DeepSeek Permanently Reduces The Price Of Its Flagship V4 Model By 75 Percent

jaykrown@lemmy.world · 2 months ago

DeepSeek Permanently Reduces The Price Of Its Flagship V4 Model By 75 Percent

boatswain@infosec.pub · 2 months ago

My understanding is that tokens are basically words, and that when you ask a question it charges for all the tokens it consumes, produces, or processes. There’s a lot of internal processing for each request, where the input text is summarized in different ways and combined with previous parts of the conversation, so it’s not as straightforward as “word count of what you say plus what it says”.

iamthetot@piefed.ca · edit-2 2 months ago

Worth noting that a token is not necessarily a word, though can be. One word could also take multiple tokens. It can also vary from LLM to LLM and their tokenization methods.

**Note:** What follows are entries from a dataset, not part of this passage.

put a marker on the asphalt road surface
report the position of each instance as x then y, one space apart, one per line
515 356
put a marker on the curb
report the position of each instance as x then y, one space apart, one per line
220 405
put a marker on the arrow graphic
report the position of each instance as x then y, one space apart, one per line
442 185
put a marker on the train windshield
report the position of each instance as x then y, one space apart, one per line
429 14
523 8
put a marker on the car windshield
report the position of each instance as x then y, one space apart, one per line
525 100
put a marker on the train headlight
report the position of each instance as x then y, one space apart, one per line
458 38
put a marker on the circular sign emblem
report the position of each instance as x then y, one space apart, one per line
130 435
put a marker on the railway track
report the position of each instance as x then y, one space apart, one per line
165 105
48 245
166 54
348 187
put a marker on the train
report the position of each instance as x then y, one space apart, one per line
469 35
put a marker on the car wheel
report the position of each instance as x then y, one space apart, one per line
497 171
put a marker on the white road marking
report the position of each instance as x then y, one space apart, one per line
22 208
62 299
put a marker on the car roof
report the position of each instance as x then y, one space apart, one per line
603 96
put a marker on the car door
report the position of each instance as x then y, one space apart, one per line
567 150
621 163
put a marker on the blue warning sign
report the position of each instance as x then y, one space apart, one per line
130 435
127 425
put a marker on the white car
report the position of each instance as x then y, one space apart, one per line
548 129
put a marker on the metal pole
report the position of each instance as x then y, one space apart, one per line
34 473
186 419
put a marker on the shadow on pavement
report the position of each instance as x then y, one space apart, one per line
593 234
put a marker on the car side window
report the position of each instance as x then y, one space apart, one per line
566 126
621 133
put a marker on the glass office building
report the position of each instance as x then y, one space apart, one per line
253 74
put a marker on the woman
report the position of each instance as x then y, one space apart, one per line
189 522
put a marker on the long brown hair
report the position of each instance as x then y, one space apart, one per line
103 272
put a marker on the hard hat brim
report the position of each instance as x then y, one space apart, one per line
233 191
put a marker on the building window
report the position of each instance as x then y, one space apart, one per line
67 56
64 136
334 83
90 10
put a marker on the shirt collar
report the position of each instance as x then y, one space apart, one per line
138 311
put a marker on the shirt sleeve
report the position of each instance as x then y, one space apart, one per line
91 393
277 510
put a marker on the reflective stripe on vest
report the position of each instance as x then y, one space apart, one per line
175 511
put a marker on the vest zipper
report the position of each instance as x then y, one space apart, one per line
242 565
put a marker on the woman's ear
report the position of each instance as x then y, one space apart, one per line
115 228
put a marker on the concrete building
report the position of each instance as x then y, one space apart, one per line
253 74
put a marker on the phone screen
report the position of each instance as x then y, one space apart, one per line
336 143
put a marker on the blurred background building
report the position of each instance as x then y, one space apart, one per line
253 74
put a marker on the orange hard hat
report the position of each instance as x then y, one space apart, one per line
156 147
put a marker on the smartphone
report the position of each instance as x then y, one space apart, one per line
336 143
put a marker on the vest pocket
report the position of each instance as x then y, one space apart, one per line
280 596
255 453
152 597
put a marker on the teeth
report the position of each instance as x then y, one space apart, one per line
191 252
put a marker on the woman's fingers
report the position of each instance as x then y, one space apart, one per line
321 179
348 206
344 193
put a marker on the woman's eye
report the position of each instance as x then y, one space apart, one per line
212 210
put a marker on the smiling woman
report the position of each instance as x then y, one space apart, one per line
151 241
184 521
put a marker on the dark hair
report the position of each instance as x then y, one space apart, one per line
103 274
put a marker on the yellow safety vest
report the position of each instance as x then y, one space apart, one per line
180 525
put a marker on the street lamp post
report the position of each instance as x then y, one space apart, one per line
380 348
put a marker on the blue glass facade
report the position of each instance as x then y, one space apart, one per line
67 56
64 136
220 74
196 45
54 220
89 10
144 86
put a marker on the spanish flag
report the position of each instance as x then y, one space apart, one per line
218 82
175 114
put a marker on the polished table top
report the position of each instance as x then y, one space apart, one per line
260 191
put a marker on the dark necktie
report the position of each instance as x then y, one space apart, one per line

teft@piefed.social · 2 months ago

There’s a lot of internal processing for each request, where the input text is summarized in different ways and combined with previous parts of the conversation, so it’s not as straightforward as “word count of what you say plus what it says”.

In other words obfuscation so they can charge whatever they want using some obscure formula that only they know.

Eager Eagle@lemmy.world · edit-2 2 months ago

Not really, there are ways to count tokens before running an inference. Some providers make tokenizers public, so they even work offline. APIs also usually return rolling costs per response and have budget limits - though some could have more fine-grained limits.

Users who are surprised by the bill are usually not paying attention to each call, or using autonomous subagents, or a setup where they have little or no control to what is sent to the provider.

So the problem isn’t really the API provider, as much as it’s the tooling around it, which makes it too easy to overspend.